BWGZK
/

EndlessWorld

+---
+license: apache-2.0
+library_name: pytorch
+pipeline_tag: text-to-video
+tags:
+  - text-to-video
+  - video-generation
+  - streaming
+  - self-forcing
+  - wan2.1
+  - 3d-aware
+base_model: Wan-AI/Wan2.1-T2V-1.3B
+---
+# EndlessWorld — Real-Time 3D-Aware Long Video Generation
+Checkpoint for **EndlessWorld**, a streaming video diffusion model that produces
+*unbounded-length*, 3D-consistent videos in real time on a single GPU.
+- **Paper:** [arXiv:2512.12430](https://arxiv.org/abs/2512.12430)
+- **Code:** [github.com/BWGZK-keke/EndlessWorld](https://github.com/BWGZK-keke/EndlessWorld)
+- **Base model:** [Wan-AI/Wan2.1-T2V-1.3B](https://huggingface.co/Wan-AI/Wan2.1-T2V-1.3B)
+- **3D encoder:** [lhjiang/anysplat](https://huggingface.co/lhjiang/anysplat)
+## What's in this repo
+| File       | Description                                                             |
+|------------|-------------------------------------------------------------------------|
+| `model.pt` | DMD-distilled generator weights for the EndlessWorld causal Wan model (step 1000 of the `self_forcing_dmd_separate` SOTA run). |
+This is the generator checkpoint only. To run inference you also need:
+1. The Wan2.1-T2V-1.3B base weights (text encoder, VAE, etc.)

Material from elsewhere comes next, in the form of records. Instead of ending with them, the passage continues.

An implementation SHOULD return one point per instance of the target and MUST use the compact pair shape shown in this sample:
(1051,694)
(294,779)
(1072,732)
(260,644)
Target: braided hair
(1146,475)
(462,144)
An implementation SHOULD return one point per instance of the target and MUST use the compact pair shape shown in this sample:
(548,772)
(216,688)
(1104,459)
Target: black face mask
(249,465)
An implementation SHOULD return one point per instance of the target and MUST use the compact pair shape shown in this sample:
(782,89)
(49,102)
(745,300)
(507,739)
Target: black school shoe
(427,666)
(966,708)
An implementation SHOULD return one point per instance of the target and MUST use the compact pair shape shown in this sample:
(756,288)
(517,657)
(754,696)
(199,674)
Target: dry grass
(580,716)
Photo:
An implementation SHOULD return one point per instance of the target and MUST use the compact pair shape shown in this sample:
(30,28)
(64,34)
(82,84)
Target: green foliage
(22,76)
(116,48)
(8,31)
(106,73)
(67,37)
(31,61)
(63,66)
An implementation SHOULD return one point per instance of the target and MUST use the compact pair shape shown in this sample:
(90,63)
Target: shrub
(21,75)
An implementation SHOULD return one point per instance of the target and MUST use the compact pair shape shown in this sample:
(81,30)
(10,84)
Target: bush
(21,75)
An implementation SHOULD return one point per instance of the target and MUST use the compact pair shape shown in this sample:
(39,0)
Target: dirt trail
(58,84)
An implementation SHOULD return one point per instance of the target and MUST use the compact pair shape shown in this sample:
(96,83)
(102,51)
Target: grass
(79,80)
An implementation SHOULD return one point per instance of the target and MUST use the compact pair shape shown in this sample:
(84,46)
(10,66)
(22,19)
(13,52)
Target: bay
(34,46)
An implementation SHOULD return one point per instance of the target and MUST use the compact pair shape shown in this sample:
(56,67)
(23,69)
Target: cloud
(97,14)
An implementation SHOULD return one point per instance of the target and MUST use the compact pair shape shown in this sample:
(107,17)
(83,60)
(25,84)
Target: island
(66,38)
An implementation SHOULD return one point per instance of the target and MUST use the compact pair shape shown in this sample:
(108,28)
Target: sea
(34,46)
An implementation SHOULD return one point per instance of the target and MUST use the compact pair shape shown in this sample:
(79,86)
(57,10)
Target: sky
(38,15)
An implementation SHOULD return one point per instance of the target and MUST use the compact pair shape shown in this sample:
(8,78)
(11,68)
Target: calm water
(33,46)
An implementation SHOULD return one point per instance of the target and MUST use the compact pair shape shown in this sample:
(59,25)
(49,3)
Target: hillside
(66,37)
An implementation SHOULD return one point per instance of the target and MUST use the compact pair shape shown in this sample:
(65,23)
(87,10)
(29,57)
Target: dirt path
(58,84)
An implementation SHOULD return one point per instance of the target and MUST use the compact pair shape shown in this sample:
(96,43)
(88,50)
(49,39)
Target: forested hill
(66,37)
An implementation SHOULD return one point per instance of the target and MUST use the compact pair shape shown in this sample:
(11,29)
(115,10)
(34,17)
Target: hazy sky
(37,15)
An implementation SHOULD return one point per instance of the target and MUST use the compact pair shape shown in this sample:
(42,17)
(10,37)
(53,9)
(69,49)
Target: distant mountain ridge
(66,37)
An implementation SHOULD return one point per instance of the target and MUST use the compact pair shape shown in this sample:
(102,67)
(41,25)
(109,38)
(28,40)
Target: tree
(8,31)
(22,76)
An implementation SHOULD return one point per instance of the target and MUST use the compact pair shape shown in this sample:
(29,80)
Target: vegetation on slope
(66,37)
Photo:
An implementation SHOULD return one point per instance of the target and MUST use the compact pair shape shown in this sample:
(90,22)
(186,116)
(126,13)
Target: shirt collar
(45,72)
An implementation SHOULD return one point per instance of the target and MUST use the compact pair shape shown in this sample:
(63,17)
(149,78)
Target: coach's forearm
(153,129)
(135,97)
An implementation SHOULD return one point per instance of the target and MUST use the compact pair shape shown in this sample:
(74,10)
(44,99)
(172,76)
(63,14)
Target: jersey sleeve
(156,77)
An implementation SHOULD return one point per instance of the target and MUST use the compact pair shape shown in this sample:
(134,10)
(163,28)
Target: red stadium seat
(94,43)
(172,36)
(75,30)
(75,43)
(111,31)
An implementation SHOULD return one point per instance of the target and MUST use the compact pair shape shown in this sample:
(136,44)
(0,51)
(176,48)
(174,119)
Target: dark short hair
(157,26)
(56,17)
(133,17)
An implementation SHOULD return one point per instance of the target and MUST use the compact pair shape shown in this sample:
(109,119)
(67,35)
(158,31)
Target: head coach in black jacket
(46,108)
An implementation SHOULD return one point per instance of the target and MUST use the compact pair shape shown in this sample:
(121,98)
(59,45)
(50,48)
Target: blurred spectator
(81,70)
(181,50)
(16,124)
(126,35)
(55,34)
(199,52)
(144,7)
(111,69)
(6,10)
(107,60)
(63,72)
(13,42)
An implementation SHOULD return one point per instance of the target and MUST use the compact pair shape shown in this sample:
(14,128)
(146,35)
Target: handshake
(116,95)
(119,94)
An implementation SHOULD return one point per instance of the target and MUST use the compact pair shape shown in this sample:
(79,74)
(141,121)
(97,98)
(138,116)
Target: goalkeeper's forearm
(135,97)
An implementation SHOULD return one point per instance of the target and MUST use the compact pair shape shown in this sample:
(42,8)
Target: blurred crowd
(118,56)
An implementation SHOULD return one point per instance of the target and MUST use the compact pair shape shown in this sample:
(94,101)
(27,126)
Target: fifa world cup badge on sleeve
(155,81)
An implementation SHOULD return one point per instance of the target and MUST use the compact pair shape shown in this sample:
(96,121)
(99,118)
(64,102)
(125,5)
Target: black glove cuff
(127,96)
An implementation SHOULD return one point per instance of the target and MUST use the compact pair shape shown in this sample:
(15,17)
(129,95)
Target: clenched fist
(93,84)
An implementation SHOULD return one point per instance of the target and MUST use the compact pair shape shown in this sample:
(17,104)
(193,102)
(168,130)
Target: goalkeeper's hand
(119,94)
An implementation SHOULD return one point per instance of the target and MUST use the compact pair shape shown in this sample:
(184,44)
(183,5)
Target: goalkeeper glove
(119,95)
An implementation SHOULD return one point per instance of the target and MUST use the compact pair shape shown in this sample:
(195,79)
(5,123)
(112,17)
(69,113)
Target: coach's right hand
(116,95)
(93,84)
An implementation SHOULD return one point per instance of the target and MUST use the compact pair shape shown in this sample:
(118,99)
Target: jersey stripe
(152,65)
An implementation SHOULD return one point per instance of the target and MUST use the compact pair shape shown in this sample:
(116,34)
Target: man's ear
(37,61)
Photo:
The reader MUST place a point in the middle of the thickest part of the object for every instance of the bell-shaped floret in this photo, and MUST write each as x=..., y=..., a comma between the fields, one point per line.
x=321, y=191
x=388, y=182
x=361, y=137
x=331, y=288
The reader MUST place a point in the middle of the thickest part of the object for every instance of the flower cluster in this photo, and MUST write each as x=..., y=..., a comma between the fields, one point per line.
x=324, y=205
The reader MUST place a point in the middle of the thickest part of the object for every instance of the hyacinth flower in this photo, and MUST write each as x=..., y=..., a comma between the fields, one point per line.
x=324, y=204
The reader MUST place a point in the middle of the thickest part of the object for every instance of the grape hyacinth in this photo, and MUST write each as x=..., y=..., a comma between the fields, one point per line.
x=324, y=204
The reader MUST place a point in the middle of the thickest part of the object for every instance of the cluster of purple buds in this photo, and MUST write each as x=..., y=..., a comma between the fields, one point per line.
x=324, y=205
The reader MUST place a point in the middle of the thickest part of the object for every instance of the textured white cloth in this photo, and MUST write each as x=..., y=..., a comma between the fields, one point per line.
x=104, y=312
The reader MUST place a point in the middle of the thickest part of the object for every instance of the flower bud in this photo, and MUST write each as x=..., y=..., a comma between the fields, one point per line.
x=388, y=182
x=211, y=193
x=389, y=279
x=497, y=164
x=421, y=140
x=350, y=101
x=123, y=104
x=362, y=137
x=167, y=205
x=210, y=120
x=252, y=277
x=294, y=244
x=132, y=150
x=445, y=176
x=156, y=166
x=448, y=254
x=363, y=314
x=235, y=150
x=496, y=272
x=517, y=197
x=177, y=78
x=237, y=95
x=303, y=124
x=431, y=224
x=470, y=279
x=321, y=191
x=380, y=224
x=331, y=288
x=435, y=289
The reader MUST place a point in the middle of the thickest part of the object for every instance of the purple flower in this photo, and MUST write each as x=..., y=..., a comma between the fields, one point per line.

+2. The AnySplat 3D Gaussian feature encoder
+See the [GitHub README](https://github.com/BWGZK-keke/EndlessWorld#installation)
+for the full setup.
+## Method
+EndlessWorld extends the **Self-Forcing** causal diffusion framework (Wan2.1
+T2V-1.3B backbone) with a **Global 3D-Aware Attention** module that injects
+scene geometry — extracted on the fly by AnySplat — into the conditional
+embedding of every autoregressive chunk.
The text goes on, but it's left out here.